Adding to the emotion are the fierce battles in the House and the cabinet over slavery. Lincoln argues with his advisors, including his friend and Secretary of State, William Seward. Lincoln negotiates with purveyors of patronage jobs in exchange for votes and greets petitioners, including a couple from Jefferson City, Mo., my hometown. He plays with his littlest son, grieves for a lost son, and welcomes home his third son, who wants to join the battle. Lincoln also comforts his wife, Mary, and discourses with her maid, Elizabeth Keckley. He is in charge.
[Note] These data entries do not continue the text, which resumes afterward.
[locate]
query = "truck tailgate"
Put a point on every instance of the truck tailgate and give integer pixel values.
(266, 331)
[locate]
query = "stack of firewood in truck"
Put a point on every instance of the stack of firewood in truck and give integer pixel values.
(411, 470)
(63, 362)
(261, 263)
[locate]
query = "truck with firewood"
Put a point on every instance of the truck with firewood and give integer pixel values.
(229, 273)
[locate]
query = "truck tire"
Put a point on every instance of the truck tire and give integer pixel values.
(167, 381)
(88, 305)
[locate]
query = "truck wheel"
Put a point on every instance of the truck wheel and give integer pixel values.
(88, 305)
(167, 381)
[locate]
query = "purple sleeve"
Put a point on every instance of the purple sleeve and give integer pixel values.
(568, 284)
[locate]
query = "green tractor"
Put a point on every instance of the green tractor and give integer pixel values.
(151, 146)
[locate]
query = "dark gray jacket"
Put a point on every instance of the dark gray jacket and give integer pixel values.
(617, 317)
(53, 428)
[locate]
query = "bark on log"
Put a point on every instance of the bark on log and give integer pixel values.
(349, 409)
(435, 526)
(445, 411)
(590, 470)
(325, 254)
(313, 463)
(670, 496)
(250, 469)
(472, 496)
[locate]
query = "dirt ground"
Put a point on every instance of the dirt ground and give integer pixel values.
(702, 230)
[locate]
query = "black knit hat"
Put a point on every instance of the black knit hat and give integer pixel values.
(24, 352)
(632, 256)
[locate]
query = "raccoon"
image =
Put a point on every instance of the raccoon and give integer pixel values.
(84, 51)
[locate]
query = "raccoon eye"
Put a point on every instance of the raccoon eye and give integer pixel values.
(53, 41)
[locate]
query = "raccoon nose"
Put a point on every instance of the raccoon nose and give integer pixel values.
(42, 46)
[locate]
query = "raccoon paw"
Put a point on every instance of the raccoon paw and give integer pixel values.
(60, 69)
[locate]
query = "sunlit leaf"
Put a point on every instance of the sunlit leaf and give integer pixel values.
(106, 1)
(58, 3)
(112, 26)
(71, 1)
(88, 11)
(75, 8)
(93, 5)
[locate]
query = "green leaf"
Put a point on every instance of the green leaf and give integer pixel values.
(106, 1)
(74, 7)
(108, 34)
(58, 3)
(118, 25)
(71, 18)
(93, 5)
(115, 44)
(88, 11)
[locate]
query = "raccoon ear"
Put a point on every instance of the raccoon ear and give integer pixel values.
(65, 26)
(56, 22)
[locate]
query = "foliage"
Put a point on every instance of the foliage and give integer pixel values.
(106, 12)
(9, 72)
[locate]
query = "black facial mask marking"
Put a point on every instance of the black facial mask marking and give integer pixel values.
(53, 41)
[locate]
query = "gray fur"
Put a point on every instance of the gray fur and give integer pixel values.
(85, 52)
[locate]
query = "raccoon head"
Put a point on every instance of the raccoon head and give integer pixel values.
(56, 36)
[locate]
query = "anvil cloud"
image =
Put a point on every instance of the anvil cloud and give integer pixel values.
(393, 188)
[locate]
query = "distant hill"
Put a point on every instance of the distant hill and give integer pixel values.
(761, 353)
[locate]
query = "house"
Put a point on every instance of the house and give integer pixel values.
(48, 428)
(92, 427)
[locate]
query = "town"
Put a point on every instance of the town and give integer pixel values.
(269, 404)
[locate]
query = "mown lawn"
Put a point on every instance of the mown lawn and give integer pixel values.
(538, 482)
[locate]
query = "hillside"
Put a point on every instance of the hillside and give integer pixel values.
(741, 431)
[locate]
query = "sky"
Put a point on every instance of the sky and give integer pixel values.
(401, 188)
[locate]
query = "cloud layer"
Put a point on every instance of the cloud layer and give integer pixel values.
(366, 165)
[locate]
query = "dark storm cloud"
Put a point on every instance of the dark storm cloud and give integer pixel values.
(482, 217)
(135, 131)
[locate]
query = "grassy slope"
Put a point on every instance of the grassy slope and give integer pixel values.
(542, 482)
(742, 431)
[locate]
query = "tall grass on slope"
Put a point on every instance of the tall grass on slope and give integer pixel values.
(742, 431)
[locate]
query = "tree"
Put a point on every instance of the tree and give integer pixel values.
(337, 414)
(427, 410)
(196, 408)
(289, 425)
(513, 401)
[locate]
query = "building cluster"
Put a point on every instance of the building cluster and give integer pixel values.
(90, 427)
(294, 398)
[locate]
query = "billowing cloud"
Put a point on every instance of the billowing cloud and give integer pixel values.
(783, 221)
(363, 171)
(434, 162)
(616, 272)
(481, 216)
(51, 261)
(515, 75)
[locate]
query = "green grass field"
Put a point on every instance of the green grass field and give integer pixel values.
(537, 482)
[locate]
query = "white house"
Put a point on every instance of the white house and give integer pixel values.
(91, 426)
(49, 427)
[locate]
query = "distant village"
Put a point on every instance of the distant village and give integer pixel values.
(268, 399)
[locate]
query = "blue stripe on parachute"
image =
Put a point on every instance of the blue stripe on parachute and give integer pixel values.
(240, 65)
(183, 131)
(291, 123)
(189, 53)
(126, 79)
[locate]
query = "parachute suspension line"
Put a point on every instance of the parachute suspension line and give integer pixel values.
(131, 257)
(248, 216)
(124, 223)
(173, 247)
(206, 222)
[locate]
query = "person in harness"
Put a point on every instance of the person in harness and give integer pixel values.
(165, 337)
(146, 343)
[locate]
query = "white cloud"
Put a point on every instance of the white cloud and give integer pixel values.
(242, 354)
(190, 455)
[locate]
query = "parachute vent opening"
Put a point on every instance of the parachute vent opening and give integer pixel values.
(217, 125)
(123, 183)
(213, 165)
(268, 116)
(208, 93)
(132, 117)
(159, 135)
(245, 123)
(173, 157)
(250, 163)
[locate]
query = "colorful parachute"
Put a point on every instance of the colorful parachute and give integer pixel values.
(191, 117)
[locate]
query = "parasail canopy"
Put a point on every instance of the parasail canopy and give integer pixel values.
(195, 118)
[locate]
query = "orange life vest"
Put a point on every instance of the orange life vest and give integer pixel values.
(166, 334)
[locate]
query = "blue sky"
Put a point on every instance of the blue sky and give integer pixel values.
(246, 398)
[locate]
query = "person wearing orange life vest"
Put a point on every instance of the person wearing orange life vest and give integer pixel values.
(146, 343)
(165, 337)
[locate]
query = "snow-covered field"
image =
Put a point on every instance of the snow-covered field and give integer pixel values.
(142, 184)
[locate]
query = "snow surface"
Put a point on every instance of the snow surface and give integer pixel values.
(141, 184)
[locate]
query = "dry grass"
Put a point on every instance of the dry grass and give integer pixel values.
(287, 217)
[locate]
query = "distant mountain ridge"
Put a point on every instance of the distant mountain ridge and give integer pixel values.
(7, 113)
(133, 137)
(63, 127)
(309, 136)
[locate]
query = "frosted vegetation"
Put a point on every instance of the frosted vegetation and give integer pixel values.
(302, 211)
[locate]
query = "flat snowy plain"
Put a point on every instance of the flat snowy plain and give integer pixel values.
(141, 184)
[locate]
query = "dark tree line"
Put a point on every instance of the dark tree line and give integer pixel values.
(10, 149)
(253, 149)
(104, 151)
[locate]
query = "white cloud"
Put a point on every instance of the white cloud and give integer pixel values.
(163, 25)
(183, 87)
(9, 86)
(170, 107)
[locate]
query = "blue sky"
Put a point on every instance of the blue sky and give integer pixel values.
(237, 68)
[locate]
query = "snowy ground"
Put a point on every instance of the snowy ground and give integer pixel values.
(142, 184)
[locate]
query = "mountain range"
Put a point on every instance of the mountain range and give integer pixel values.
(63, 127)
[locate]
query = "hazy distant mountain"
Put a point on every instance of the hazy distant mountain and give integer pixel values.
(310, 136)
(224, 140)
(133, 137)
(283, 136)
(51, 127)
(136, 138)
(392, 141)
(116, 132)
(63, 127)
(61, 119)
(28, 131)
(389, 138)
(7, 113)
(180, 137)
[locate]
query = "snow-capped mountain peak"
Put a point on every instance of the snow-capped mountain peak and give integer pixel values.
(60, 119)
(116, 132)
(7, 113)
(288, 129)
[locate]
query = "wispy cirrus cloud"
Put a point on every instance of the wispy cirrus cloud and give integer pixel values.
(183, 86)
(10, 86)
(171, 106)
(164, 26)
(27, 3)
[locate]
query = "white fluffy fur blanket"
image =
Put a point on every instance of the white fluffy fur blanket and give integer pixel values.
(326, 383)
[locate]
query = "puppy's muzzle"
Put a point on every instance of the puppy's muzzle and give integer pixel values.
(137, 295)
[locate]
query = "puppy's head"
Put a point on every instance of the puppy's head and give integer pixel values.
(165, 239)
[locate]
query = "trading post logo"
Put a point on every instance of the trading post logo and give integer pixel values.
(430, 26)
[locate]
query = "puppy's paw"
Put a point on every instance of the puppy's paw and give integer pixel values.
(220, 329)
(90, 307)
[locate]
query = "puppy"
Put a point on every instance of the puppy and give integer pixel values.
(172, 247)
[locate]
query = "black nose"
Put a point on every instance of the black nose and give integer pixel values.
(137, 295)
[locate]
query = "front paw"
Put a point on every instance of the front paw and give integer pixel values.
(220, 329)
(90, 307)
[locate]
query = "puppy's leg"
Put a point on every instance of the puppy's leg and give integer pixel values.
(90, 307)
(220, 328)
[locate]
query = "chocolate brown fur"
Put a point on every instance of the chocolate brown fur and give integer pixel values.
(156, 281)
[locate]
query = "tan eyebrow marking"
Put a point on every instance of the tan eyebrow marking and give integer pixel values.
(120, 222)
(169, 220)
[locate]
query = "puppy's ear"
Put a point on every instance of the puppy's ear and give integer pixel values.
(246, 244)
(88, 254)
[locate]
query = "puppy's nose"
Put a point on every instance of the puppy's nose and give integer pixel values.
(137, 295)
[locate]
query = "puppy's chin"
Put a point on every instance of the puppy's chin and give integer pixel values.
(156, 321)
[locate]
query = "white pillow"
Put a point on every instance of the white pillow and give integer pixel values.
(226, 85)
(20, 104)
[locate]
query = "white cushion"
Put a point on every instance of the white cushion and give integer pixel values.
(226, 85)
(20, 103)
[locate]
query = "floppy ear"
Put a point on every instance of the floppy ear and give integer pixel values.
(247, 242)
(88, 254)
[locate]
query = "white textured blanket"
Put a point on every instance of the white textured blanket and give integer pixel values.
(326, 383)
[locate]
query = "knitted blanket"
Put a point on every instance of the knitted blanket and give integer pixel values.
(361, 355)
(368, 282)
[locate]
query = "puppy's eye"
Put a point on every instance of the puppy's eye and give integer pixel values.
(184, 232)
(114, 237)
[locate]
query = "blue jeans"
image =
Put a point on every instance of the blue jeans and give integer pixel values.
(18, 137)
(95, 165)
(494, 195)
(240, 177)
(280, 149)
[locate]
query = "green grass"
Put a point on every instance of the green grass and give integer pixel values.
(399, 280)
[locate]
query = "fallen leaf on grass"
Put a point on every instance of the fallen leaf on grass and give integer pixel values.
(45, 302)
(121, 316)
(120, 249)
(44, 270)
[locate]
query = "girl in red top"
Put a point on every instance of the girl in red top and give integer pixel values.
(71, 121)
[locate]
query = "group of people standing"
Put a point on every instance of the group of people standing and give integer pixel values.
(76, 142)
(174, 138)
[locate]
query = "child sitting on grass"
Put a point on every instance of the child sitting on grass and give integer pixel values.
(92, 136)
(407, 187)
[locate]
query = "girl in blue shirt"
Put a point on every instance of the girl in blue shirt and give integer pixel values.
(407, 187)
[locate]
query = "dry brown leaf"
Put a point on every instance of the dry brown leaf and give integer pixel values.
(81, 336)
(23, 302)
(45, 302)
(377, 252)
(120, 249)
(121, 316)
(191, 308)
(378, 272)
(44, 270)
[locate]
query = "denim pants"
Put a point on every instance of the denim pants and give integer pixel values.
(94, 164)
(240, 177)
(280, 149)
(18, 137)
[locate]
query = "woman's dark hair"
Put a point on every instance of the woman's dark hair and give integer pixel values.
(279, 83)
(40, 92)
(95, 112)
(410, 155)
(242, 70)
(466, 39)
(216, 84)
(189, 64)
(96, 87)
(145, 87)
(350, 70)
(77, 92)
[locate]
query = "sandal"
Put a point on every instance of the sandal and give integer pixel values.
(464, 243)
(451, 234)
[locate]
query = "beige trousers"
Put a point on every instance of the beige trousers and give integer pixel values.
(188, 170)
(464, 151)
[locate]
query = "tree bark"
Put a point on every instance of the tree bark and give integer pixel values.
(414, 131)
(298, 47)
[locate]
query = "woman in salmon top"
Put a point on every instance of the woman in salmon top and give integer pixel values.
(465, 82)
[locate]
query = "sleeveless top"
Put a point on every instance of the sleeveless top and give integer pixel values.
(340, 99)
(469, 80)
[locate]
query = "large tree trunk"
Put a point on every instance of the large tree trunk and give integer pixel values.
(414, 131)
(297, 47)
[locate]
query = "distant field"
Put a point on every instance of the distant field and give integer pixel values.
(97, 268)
"Lincoln," the movie, is impressive. In production value, most notably, it is colored like an old Viewmaster reel with light from the sun, the fire and candles. In acting, it is commendable with Daniel Day-Lewis leading in the title role, not so tall as Lincoln, but giving off a good sense of presence. He shows Abe's worry but also his ability to tell stories, like them or not. Day-Lewis channels the rasps of Bill Clinton's voice for Lincoln's. He makes you forget Day-Lewis and live for a year with Lincoln. The actor is supported by Sally Field as Mary Todd, David Strathairn (brilliant as Seward), and Tommy Lee Jones admirable as the ornery liberal, Thaddeus Stevens.
The cast speaks the good words penned by playwright Tony Kushner, based on Doris Kearns Goodwin's detailed book, "Team of Rivals." Under the direction of Steven Spielberg, the cameras are so close to the faces of the cabinet members that you feel drawn up to the table, too. Spielberg's "Lincoln" makes history live in all its raw and relevant detail.